At UCL, we use the hydrodynamics code AstroBEAR to model the supernova remnant and the dust destruction processes within. Using the latest parameter constraints we produce estimates for the amount of dust able to survive these extreme conditions long enough to transition into the interstellar medium.
An object travelling through a gaseous medium experiences drag forces pointing in the opposite direction to the object’s movement. These drag forces include the hydrodynamic drag force (due to momentum exchange) and the dynamical drag force (due to the gravitational interactions between the object and an overdense wake of material forming behind it).
For my MSc thesis in 2016, I examined the supersonic movement of non-gravitating and gravitating spheres through gaseous media for varying adiabatic indices and varying Mach numbers. The analysis includes, but is not limited to, examinations of the resulting density profiles, shock distances, and the individual forces acting on the system. The obtained results indicate a clear dependence of the standoff distance on the Mach number and adiabatic indices. This enabled us to obtain an analytical approximation of the standoff distance as a function of either the adiabatic index or the Mach number.
In late 2014 the Japan Aerospace Exploration Agency (JAXA) launched the unmanned spacecraft Hayabusa 2, which arrived at its destination, the asteroid 1999 JU3, in 2018. Hayabusa 2 released a lander, developed by the German Space Agency (DLR), onto the asteroid surface.

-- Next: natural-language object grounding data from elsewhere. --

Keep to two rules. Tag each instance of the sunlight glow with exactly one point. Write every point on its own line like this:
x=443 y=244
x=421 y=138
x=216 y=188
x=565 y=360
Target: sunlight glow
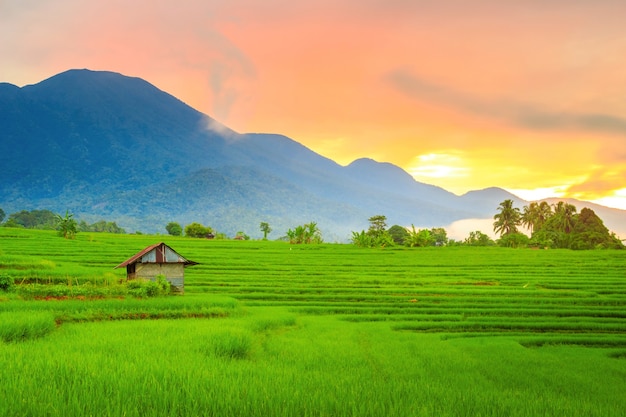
x=539 y=193
x=438 y=165
x=617 y=200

The subject of this bachelor’s thesis carried out in 2014 was the study of the bouncing behaviour of said lander colliding with the regolith covered asteroid surface at a velocity of
|v| ≈ 0.1 ms .This will be accomplished using a smooth particle hydrodynamics (SPH) code.

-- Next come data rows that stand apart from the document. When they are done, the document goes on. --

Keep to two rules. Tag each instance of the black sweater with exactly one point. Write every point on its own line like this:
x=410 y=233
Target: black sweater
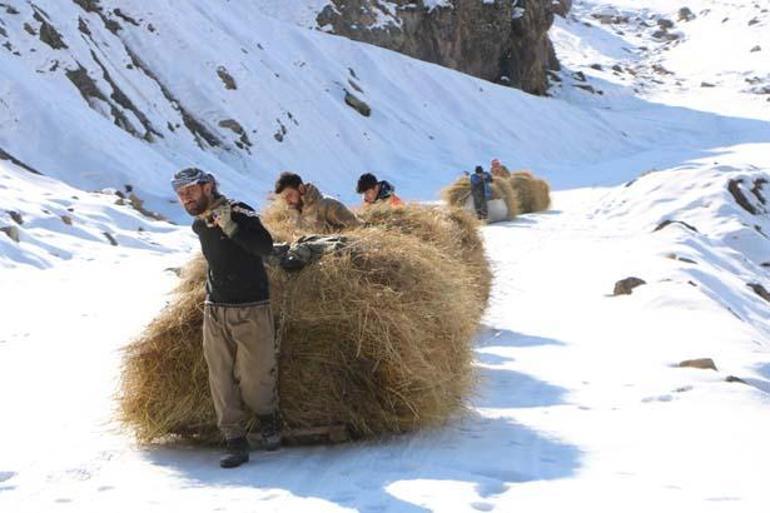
x=236 y=273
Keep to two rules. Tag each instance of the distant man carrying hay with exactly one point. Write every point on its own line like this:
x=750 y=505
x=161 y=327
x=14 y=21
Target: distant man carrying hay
x=315 y=212
x=481 y=191
x=238 y=332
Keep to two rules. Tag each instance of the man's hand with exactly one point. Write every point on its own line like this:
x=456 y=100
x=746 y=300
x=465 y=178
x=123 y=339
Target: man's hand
x=223 y=217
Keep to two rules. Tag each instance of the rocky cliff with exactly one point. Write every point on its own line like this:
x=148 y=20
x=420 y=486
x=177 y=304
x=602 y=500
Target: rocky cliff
x=504 y=41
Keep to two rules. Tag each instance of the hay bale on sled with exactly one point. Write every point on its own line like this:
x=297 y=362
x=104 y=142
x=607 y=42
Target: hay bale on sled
x=458 y=195
x=533 y=194
x=452 y=231
x=376 y=337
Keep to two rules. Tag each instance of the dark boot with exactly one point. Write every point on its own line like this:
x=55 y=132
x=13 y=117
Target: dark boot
x=270 y=427
x=237 y=453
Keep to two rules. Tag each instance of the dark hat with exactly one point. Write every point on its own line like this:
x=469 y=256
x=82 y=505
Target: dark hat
x=190 y=176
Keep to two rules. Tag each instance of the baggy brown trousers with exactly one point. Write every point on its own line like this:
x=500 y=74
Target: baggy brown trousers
x=240 y=350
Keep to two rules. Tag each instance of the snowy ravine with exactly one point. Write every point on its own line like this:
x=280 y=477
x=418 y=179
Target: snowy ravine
x=582 y=405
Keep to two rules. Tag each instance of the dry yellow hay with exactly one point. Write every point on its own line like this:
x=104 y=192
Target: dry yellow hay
x=377 y=337
x=534 y=194
x=454 y=232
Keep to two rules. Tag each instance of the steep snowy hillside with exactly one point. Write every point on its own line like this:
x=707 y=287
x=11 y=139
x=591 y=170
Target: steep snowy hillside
x=625 y=354
x=104 y=94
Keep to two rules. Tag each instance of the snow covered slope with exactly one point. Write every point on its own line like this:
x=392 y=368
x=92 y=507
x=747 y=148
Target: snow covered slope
x=582 y=403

Several numerical test runs were performed, confirming the integrity of the code and revealing the unlikeness of the lander significantly distorting the asteroid surface at low velocities. Subsequently simulations with varying numbers of SPH particles, asteroid surface densities, lander rotation angles and angles of incident were executed and evaluated with respect to the coefficient of restitution.